Dear Madam/Sir,
I am Yury J. Ionin, Professor of the Department of Mathematics at Central Michigan University, Mt. Pleasant, MI 48859. I am submitting the paper "Hamilton cycles in addition graphs" for publication in RHIT Mathematics Journal.
The paper was prepared under my supervision by undergraduate students Brian Cheyne (Western Michigan University), Vishal Gupta (Yale University), and Coral Wheeler (University of Akron) during the summer program in June-July 2002 at Central Michigan University. The program was funded by the REU NSF Grant DMS-0097394.
The paper introduces a new type of regular graphs, addition graphs, related to finite abelian groups.
The goal of the research carried by the students was to determine which of these graphs are Hamiltonian.
The main results of the paper establish that connected cubic addition graphs over groups, whose order is
divisible by 8, are always Hamiltonian as well as bipartite connected cubic addition graphs over groups,
whose order is divisible by 4. Moreover, bipartite addition graphs over abelian groups are in fact
Cayley graphs over certain non-abelian groups. This observation led to obtaining a previously
unknown class of non-abelian groups, over which all connected cubic Cayley graphs are Hamiltonian.
These are the so-called groups of dihedral type, that is, the groups that have an abelian subgroup of index 2
such that all elements of the complement of this subgroup are of order 2.
The paper proves that all connected cubic Cayley graphs
over groups of dihedral type, whose order is divisible by 4, are Hamiltonian.
Professor Robert Molina, Alma College, Alma, MI, 48801 (molina@alma.edu) has agreed as the reference for the paper.
Below are the statements made by the students.
From Brian Cheyne (bdcheyne@excite.com)
Our research was conducted from May 27, 2002 until July 19, 2002,
at which time I was an undergraduate at Western Michigan University. I am
a junior at Western Michigan University majoring in General Mathematics and Economics. Last year I learned of the National Science Foundation's Research Experience for Undergraduates program through my involvement in Pi Mu Epsilon, a math honors society. Since I am planning on attending graduate school for either math or economics, I figured that would be the perfect opportunity for me to get my feet wet in research. Over the summer of 2002, I participated in this program at Central Michigan University, and was introduced to our problem by Dr. Yury Ionin. Under his supervision, Coral, Vishal, and I worked on our project. When I'm not working on homework, I enjoy contact sports and am involved in club wrestling and rugby.
From Vishal Gupta (vishal.gupta@yale.edu)
To Whom It May Concern,
I hereby request that the paper "Hamilton Cycles in Addition Graphs" on
which I am a co-author with Ms.
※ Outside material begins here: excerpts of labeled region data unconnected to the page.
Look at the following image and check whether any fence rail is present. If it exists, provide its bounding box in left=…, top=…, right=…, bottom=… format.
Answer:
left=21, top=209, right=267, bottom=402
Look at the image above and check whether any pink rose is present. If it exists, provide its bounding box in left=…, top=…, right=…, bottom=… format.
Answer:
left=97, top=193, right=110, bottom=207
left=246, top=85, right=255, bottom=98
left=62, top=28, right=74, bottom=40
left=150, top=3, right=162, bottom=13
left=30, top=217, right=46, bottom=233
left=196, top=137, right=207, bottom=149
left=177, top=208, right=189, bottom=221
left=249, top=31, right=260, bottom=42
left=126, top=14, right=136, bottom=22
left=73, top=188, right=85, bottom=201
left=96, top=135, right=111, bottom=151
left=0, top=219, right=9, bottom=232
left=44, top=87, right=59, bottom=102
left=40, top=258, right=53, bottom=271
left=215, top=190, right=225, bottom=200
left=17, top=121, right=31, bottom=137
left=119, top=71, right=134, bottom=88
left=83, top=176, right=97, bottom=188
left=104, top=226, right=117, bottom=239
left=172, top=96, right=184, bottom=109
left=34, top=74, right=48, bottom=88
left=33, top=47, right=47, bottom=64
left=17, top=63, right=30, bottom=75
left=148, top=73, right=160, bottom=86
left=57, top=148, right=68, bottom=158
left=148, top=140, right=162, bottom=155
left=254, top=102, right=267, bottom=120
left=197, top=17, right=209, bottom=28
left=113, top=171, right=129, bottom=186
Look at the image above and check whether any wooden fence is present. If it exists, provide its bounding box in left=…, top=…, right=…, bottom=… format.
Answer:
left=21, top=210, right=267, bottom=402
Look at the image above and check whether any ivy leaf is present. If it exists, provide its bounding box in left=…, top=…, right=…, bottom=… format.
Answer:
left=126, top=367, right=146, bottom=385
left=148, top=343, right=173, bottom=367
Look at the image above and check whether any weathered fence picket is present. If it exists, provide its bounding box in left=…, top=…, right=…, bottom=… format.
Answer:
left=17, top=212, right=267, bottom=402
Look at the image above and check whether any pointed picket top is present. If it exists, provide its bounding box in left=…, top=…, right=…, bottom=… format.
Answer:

Coral Wheeler and Mr. Brian Cheyne be published in the RHIT Mathematics Journal.
The research for this project was done between May 28th and July 19th, 2002 during which time I was an undergraduate at Yale University.
Please use the following paragraph in the online journal:
I am an undergraduate at Yale University expecting to graduate in May 2004
with a B.A. in Mathematics and Philosophy. This research was done as part
of a Research Experience for Undergraduates (REU) Program at Central Michigan University. I plan to continue researching Mathematics, pursue a
Ph.D. and ideally work in mathematical research outside academia.
Dr. Yury Ionin of Central Michigan University, was our mentor on this
project.
Sincerely,
Vishal Gupta
From Coral Wheeler (xxsunkistxx@hotmail.com)
I, Coral Wheeler, conducted research on Addition Graphs from May 27th to July 19th in 2002. I was an undergraduate at that time.
I am a mathematics and Physics major at the University of Akron. I plan on attending graduate school for one of the subjects or possibly a combination of both after I graduate. The work on Addition Graphs that I completed was done at the National Science Foundation Research Experience for Undergraduates at Central Michigan University. I also currently am involved in two research projects at my own University. One involves the Fibobacci sequence and the other the coherence length of white and monochromatic light. I also work part time as math tutor.